Final answer:
A European-based company should not use market penetration or skimming pricing to preserve margins when the euro strengthens against the dollar. Instead, they should consider hedging against exchange rate risk and optimizing operations.
Step-by-step explanation:
When the euro strengthens relative to the dollar, as it did from July 2001 to November 2007, a European-based global company that exports to the U.S. market faces a challenge. The value of the dollar declines in comparison to the euro, leading to a situation where the revenue generated in dollars translates to fewer euros when converted back to the company's home currency. In the example provided, a French firm incurring €10 million in costs while selling its products in the U.S. for $10 million would suffer a larger loss when the euro strengthens because the conversion back to euros results in less income.

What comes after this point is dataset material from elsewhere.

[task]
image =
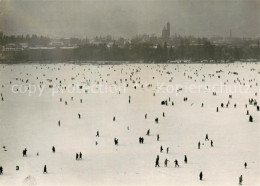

If the company wants to preserve margins given the stronger euro, it should not adopt a policy of market penetration pricing nor use skimming pricing. Market penetration pricing, which involves setting a low price to attract a larger number of buyers and a larger market share, could exacerbate the losses when the euro is strong. On the other hand, skimming pricing, which sets prices high initially and then lowers them over time, could make the products uncompetitive if the exchange rates are unfavorable.
Instead, the company should explore strategies such as hedging exchange rate risk, increasing operational efficiency, or possibly adjusting their product mix to maintain profitability in the face of changing exchange rates.